Et la leçon du droit et de la procédure administrative se poursuit : « Tout changement dans la direction ou l’administration du parti et toute modification de ses statuts doivent, dans le mois qui suit, faire l’objet de déclaration au ministère de l’intérieur. Le ministre ayant les affaires intérieures dans ses attributions rejette toute modification non conforme aux dispositions de la présente loi. Les dispositions statutaire modifiées sont publiées au journal officiel ».

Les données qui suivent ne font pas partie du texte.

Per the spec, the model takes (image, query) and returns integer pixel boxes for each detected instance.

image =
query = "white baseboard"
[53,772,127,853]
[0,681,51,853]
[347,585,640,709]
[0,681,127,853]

Ce ne fut jamais le cas, en effet, mais Congo Guardian ne sait pas si, après la nomination de Gilbert Kankonde à l’Intérieur, toutes ces barrières de la légalité avaient finalement été défoncées… Parce que malgré ces évidences et la pertinence de ses arguments, Augustin Kabuya va, dans sa correspondance suivante, fustiger le fait que son protagoniste épistolaire ait décidé en faveur de l’installation d’un directoire à la tête de l’UDPS « sans que l’exécutif du parti n’ait accordé son approbation ». Pourtant, le Secrétaire général adjoint à l’Intérieur ne s’était basé que sur les statuts même de l’UDPS qui, en son article 26, prévoit justement un tel triumvirat.

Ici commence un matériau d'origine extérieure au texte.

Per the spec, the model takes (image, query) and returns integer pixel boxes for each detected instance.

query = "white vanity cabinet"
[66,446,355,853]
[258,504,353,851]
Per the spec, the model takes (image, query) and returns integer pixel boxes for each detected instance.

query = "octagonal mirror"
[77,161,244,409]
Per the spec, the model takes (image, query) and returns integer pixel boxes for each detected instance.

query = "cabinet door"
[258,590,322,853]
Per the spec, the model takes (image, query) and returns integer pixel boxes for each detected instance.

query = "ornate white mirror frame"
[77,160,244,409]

Retour à l’article 26 des statuts : tous ont péché !

On se rappelle aussi qu’en guerre contre cette illégalité qui se mettait en place, le tandem Jacquemain Shabani et Victor Wakwenda, Présidents respectivement de la CEP et de la CDP,  se faisait aussi recevoir au ministère de l’Intérieur avec les faveurs de la légalité qui était de leur côté. À leurs côtés aussi, la jeunesse du parti ainsi qu’une grande majorité des députés du parti. Ceux-ci vont d’ailleurs signer, en date du 22 mai 2019, une déclaration rejetant la nomination de Kabuya comme Secrétaire général du parti tout en réclamant la mise en place d’une présidence à trois.

Tout ceci se passe avant même les funérailles d’Etienne Tshisekedi dont le corps n’est pas encore rapatrié.

Au finish, le pouvoir de l’argent finira par l’emporter sur la légalité. Sauf quelques rares exceptions dont le croulant Victor Wakwenda, tous les autres légalistes de 2019 finiront par se plier au pouvoir d’argent qui va se mettre à tout balayer au sein du parti sous la toute puissance du duo Kabund-Kabuya.

Aujourd’hui, l’histoire se répète mais dans un contexte particulièrement délicat, seulement avec cette particularité que ce sont les « compagnons d’enrichissement » d’Augustin Kabuya qui le lâchent et deviennent ses pourfendeurs.